Everything I am going to say about Tennis Elbow also holds good for Golfers Elbow so, to make things easier, I am just going to use Tennis Elbow in this section but remember we are discussing both conditions. Golfers Elbow is pain and tenderness on the inside of the elbow and Tennis Elbow is on the outside.


And the other thing to add straight away is that you don’t have to play Tennis to get Tennis Elbow or Golf to get Golfers Elbow!


We have to learn a little bit of anatomy to understand what happens to give you Tennis Elbow. A tendon is the bit of tissue that joins a muscle to a bone and the easiest one to visualise is the calf muscle which is connected to the heel bone by the Achilles Tendon. In the forearm the tendons start at the finger tips and then link into the big groups of muscle on the forearm before becoming a tendon again that joins to the sticky-out bit of bone on the outside (Tennis) or inside (Golfers) of the elbow. The proper name for those bony protruberances is an epicondyle and the technical name for Tennis Elbow is Lateral Epicondylitis. In laymans terms that means inflammation of the tendon at the elbow.


It can be quite easy to irritate, annoy and inflame the tendon with overuse or, somteimes, an acute injury which causes the pain.
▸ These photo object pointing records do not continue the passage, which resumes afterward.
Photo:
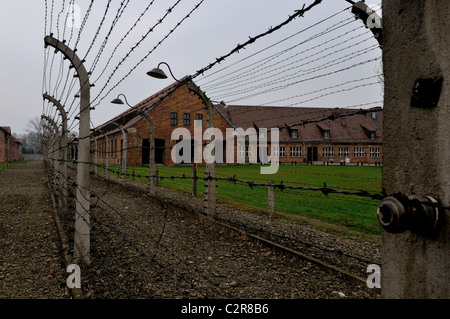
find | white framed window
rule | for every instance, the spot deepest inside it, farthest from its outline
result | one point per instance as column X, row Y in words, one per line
column 241, row 151
column 331, row 151
column 249, row 151
column 275, row 151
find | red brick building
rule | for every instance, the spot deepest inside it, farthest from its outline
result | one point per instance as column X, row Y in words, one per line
column 352, row 139
column 10, row 147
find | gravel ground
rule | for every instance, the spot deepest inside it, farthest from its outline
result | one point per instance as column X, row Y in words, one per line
column 147, row 248
column 30, row 260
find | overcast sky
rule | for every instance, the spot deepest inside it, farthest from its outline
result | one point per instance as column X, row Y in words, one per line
column 210, row 32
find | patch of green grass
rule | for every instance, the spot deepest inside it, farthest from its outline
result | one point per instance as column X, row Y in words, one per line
column 354, row 212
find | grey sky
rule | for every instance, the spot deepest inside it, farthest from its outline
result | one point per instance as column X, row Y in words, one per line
column 210, row 32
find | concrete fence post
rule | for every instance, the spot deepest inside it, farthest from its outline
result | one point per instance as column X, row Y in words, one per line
column 194, row 179
column 271, row 200
column 416, row 55
column 82, row 218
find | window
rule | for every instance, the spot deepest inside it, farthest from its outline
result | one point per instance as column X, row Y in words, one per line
column 275, row 151
column 241, row 151
column 293, row 151
column 173, row 119
column 362, row 152
column 187, row 119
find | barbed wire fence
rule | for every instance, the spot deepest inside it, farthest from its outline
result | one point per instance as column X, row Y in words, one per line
column 128, row 249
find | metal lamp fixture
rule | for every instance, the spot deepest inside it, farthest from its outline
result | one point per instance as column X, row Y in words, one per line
column 119, row 101
column 158, row 73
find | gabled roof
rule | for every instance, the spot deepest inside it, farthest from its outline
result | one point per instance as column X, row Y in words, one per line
column 132, row 115
column 310, row 122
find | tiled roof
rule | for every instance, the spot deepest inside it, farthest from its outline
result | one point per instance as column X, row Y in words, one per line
column 131, row 116
column 352, row 128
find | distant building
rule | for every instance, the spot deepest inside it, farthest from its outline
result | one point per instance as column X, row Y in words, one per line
column 10, row 147
column 353, row 139
column 316, row 135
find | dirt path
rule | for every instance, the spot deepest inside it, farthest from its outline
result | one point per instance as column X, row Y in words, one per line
column 31, row 265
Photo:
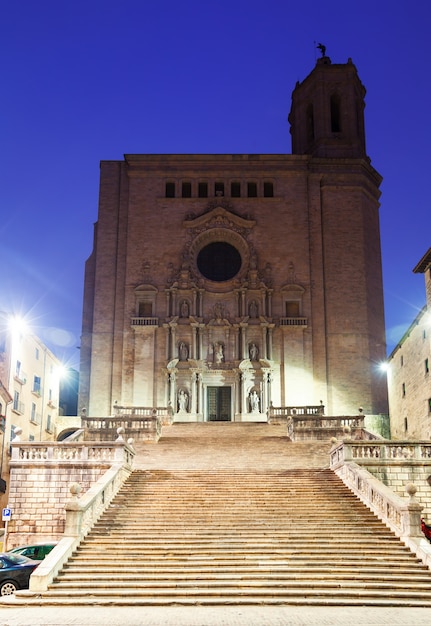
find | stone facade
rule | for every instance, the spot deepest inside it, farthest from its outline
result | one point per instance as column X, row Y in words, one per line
column 219, row 284
column 409, row 377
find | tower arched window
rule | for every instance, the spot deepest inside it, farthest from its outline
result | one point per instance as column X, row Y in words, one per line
column 335, row 114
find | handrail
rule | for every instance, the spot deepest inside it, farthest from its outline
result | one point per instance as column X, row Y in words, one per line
column 401, row 515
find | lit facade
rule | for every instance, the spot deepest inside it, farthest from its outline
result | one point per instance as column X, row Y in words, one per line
column 219, row 284
column 30, row 377
column 409, row 377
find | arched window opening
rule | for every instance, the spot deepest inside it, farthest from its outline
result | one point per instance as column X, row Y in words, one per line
column 170, row 190
column 268, row 189
column 335, row 114
column 186, row 190
column 310, row 123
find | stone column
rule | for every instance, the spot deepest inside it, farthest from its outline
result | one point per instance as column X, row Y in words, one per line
column 173, row 341
column 168, row 299
column 243, row 342
column 270, row 331
column 264, row 343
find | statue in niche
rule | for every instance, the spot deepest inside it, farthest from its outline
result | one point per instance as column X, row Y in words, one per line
column 218, row 353
column 268, row 274
column 218, row 311
column 254, row 402
column 183, row 400
column 252, row 309
column 291, row 276
column 184, row 310
column 183, row 351
column 253, row 352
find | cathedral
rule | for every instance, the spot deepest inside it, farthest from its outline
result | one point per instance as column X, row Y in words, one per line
column 220, row 285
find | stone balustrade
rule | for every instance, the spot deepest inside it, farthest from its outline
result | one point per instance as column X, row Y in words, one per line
column 319, row 427
column 140, row 423
column 353, row 462
column 81, row 515
column 52, row 452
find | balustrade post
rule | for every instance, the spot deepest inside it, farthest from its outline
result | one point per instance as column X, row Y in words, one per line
column 411, row 515
column 73, row 513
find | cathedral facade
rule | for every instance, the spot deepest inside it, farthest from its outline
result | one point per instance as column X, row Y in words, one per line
column 221, row 284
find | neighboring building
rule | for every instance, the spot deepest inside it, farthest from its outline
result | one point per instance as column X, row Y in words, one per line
column 29, row 390
column 222, row 283
column 409, row 378
column 69, row 385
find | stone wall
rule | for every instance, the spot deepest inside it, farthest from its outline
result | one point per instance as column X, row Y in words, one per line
column 40, row 478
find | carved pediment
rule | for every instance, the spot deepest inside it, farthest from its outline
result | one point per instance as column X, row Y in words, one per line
column 219, row 217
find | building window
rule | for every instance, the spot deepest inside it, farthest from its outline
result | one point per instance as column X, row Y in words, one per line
column 310, row 123
column 335, row 114
column 36, row 385
column 252, row 190
column 145, row 309
column 186, row 190
column 235, row 189
column 268, row 189
column 292, row 308
column 203, row 190
column 170, row 190
column 219, row 189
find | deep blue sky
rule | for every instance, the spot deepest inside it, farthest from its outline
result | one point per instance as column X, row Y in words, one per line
column 85, row 81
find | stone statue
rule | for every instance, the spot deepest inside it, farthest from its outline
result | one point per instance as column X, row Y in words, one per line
column 183, row 351
column 183, row 400
column 184, row 309
column 254, row 402
column 218, row 353
column 252, row 309
column 253, row 352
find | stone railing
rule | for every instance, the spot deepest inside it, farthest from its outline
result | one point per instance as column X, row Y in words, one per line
column 81, row 515
column 281, row 413
column 319, row 427
column 70, row 452
column 140, row 423
column 386, row 451
column 401, row 514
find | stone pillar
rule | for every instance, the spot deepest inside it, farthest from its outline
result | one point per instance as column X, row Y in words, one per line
column 243, row 343
column 174, row 302
column 264, row 343
column 270, row 331
column 242, row 303
column 174, row 354
column 269, row 297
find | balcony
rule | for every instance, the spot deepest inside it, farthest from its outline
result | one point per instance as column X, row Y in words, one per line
column 144, row 321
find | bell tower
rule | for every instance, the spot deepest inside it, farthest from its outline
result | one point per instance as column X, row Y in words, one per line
column 327, row 112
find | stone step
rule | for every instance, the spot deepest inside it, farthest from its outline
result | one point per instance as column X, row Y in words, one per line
column 197, row 524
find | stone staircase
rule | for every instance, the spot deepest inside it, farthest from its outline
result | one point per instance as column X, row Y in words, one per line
column 265, row 522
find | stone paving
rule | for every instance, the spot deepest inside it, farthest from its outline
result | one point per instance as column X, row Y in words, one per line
column 212, row 616
column 170, row 454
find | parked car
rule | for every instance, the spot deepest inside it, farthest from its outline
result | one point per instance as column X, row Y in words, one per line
column 36, row 552
column 15, row 571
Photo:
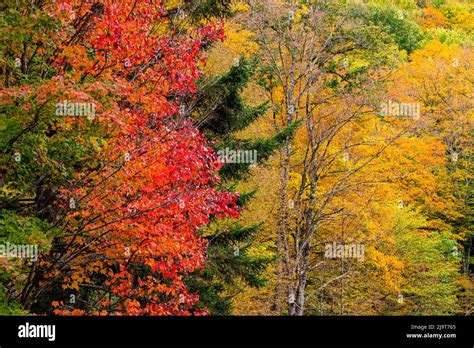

And if the irritation continues then the inflammation can change into degeneration. That happens because tendon doesn’t have a very good blood supply at the best of times and if there is very little blood flowing through it then it doesn’t get much oxygen or many nutrients from the blood. And when you make a fist and tense up the forearm muscles, what little blood there was going to the tendon decreases even further. So no blood means no oxygen and no nutrients and if a tissue is starved of those things then it can actually start to die. That sounds rather dramatic and the technical term we use is degeneration but it amounts to the same thing.